Sorry, I probably should have explained better, it’s a bit of intentionally misusing the meaning of the term “value” for a joke - the original greentext said “25% of the value of the food”, so if you think of the amount of money required to purchase the raw ingredients and the labour required to create the final meal, that could be considered 100% of the food’s value. So if the food cost $5 to make, the company would sell it at $12.50 to get 250% of the “value” of the food.

But the term “value” usually refers to whatever the customer is willing to pay in exchange for a product, so the joke has an extra meaning - the CEO demands to be paid 2.5x more than anyone is actually willing to pay for it.

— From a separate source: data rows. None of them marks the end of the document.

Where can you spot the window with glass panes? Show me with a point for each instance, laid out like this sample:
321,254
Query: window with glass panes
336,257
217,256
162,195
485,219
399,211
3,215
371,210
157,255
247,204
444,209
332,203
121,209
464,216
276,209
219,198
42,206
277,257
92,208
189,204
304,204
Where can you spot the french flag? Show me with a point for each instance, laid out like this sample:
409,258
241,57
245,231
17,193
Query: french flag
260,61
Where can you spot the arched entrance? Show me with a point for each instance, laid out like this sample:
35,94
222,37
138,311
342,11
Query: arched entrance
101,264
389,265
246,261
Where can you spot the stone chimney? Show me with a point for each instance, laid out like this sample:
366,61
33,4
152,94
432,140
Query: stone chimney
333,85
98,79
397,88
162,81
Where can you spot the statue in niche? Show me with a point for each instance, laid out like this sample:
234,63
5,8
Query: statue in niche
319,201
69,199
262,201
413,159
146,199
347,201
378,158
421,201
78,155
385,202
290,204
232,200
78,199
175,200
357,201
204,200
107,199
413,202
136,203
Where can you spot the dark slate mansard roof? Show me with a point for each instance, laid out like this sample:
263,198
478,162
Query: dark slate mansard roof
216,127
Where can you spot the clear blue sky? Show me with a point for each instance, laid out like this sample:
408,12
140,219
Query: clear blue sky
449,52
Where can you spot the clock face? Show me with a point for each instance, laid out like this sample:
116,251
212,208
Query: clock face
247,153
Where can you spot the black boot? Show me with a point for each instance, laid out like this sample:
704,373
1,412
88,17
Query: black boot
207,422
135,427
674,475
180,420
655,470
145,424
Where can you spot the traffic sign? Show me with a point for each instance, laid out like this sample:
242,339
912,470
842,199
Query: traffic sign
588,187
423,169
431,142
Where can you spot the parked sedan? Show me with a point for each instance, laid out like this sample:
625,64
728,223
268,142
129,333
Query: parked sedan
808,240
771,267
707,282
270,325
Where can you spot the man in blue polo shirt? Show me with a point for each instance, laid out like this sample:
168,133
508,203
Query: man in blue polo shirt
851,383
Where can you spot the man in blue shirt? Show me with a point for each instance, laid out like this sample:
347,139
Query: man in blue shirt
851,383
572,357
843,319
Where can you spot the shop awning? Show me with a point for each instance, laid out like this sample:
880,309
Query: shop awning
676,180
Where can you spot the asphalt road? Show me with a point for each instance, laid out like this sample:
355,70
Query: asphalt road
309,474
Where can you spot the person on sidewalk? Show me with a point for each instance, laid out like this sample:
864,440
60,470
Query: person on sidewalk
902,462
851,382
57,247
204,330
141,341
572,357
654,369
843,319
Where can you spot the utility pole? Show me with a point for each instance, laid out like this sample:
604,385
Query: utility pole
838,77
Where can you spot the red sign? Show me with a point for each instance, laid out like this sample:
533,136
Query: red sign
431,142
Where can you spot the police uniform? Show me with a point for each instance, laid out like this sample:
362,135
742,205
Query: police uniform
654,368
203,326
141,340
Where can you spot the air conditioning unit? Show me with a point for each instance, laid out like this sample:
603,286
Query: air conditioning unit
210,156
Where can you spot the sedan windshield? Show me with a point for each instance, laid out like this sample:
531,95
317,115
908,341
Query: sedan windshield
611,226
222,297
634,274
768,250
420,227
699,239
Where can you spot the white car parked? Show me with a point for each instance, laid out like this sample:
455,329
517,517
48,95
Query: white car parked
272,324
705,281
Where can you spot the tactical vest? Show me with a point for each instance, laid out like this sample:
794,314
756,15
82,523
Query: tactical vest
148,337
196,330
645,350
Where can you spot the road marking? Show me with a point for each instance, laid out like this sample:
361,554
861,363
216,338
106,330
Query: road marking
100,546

Ironically though, CEOs getting paid more than the value of any of the actual sales they generate isn’t uncommon, especially in tech. There are a number of economic sectors (like tech) that function effectively as ponzi schemes. “Venture capitalist” firms invest in tech companies which never actually generate a profit, in the hopes that they will at some point hit it big and make a shitload of profit - which does happen, every now and again: Microsoft, Google, Apple, etc.

Eventually, most tech companies reach a point where they’re pretty much about to collapse, then they’re bought out by some other company - either a larger tech company that wants to acquire their intellectual property, or some other company to strip them of assets or just hold onto the company for some other purpose.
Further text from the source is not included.